I’ve realized lately that although some of our passions don’t directly relate to “kingdom work” maybe God wants us to dive full-heartedly into them because He may use them in ways we don’t expect.
I have a close friend who, for five years thought she had to give up everything, including her passion for music in order to be sent to a foreign country where she would minister to the poor and needy. She felt that her music was self indulgent when so much of the world was perishing. She just didn’t see a model in the bible of artisans. But when she finally went, and realized her specific personality and skills made it very hard task for her, she just came to a place where she didn’t want to do it anymore. She felt like God wanted her to want it, and she just didn’t any more. And she felt that He released her from it.
Later she saw that the Old Testament craftsmen who built and adorned the temple were doing exactly what God wanted them to do. And she thought that maybe she could too! But as she set her mind to it, now she realized she had lost five years of pursuing her creative passions that were so deeply set inside of her.
Not that God didn’t appoint her for that time of ministering to people, and refining her heart in some beautiful ways, but she had sort of thought that God was less pleased with her pursuing her passions. Now she’s looking at her life and realizing that maybe that itch to create music is a large part of what God wants her to do, even if she doesn’t know how He will use it yet! It’s exciting watching it start to catch fire in her. She’s really good– I’ve heard her stuff.
I’m much more selfish than she is, and don’t know if I would give up my passions so easily, but I think maybe another model of service could be we pursue what we love and then look for ways to give it to the kingdom.
As an example, I want to hype a couple opportunities that have come my way, that have really triggered this idea that God has put secular passions into us which he can use to do his work.
I like to write/illustrate/publish all sorts of books and I’ve done it for years. But check this out. I was put in contact with a 16 year old girl who loves to draw tattoos. But she is in very difficult medical circumstances where she is in and out of the hospital for surgeries all the time, and because of it has a very valiant perspective on life. So she and I (and her mom) have started work on a project where we want to write her inspiring story and work together to make her art into hopeful tattoos, and maybe therapeutic coloring book pages. It looks like we are both using our secular passions to make something hopeful we can give to struggling people in the world!
Also, I have a degree in Industrial Design and lately those tendencies have gotten me passionate about designing my Tiny House! (How can TINY HOUSES help the kingdom???) And the builder I found, Lamon Luther, uses their business to train and employ homeless/poor men and help them out of poverty.
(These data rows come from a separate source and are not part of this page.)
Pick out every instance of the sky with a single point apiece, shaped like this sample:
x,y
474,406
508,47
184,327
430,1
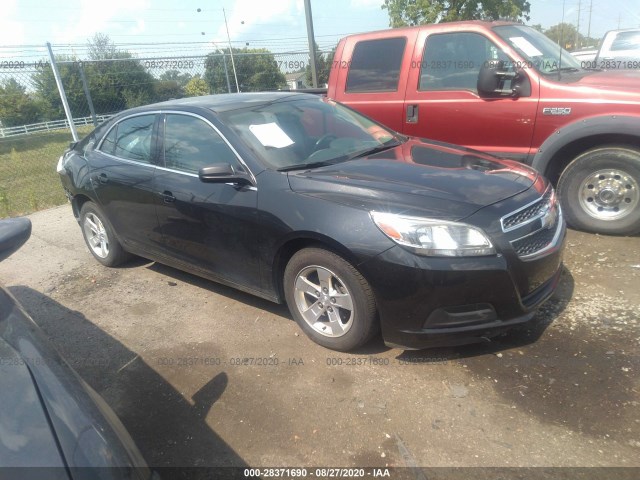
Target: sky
x,y
148,25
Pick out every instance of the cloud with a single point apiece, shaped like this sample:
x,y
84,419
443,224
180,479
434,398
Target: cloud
x,y
251,15
369,4
95,16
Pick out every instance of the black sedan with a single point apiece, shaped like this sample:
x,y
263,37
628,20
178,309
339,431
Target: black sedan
x,y
297,198
49,417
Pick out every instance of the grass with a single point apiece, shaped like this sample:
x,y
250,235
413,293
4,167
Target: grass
x,y
28,178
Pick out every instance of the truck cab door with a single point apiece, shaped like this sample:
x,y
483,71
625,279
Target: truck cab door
x,y
442,100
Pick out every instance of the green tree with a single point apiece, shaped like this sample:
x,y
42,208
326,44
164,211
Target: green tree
x,y
256,69
404,13
115,78
175,76
196,87
166,90
17,107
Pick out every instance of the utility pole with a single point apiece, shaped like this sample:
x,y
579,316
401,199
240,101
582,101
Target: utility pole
x,y
63,96
576,44
85,87
312,43
589,28
233,63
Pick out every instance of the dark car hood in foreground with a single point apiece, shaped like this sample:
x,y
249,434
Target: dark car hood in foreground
x,y
25,431
434,179
48,415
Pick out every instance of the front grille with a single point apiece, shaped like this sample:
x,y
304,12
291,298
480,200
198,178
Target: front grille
x,y
542,222
529,213
535,242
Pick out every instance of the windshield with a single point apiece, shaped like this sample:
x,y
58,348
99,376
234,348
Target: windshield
x,y
540,51
306,132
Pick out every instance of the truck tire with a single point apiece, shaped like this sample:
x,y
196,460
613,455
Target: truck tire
x,y
599,190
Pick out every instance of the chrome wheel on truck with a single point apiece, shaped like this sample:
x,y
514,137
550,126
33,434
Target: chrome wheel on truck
x,y
600,191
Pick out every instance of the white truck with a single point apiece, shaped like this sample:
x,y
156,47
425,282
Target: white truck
x,y
619,50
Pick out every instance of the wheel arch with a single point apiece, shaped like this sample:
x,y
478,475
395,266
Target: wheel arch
x,y
77,202
555,154
294,244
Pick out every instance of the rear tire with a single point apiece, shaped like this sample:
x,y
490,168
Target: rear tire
x,y
100,238
330,300
600,191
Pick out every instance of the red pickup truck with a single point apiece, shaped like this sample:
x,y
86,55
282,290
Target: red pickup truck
x,y
506,89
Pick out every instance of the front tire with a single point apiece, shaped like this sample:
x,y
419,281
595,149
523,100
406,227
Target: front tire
x,y
99,236
600,191
329,299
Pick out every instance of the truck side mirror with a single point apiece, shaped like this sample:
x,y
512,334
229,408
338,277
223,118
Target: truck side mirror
x,y
493,76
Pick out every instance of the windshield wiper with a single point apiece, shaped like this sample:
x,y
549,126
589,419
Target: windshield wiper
x,y
308,166
374,150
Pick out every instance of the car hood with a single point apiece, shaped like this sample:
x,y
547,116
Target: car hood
x,y
87,432
419,177
26,438
626,80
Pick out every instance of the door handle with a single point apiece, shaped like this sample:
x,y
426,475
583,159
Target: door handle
x,y
412,113
167,197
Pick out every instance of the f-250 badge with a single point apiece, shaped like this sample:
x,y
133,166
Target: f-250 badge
x,y
556,111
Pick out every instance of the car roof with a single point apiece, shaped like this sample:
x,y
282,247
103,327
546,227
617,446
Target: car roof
x,y
224,102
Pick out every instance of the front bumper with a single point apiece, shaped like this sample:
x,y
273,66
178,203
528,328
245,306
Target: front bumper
x,y
433,301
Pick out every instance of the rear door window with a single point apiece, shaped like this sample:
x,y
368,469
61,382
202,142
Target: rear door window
x,y
375,65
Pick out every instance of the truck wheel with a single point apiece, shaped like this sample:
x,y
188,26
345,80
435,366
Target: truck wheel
x,y
329,299
599,191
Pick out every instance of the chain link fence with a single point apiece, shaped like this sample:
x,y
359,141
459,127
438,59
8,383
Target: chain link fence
x,y
34,130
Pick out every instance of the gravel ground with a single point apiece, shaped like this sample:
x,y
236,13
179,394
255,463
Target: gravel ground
x,y
166,350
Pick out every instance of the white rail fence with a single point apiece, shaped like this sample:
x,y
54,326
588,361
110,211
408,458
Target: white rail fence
x,y
49,126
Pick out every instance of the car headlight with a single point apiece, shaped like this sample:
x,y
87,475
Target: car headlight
x,y
434,237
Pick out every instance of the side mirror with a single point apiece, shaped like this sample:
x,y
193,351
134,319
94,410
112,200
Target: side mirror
x,y
223,173
493,76
14,232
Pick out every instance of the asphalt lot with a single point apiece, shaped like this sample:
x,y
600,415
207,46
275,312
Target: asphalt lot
x,y
203,375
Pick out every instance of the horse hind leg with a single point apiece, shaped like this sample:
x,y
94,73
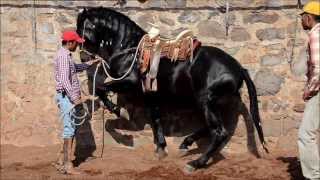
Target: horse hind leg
x,y
218,135
157,129
189,140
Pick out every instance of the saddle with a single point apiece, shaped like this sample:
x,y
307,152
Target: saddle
x,y
154,47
It looks like right now I will be parking my Tiny House on his Tiny House Village next door to his factory and I will live alongside these men, and be accessible to teach his employees and their families my design skills. Sweet! I’m totally stoked that I can help the poor with the passions I’ve spent my life fostering. And I’ll get to design Tiny Houses for people who trim their lives down the essentials! I’m a big fan of that!
I know that although it might be more urgent to tell your neighbor about your faith, or preaching the gospel to unreached people groups, I wouldn’t discount it if you think God is calling you to focus on your passions that don’t seem to be directly contributing to those things. So when it seems like God puts a passion into you to pursue your favorite things, don’t be too skeptical, and be ready to do it full heartedly, and then be looking at how He can use it to give back to his kingdom.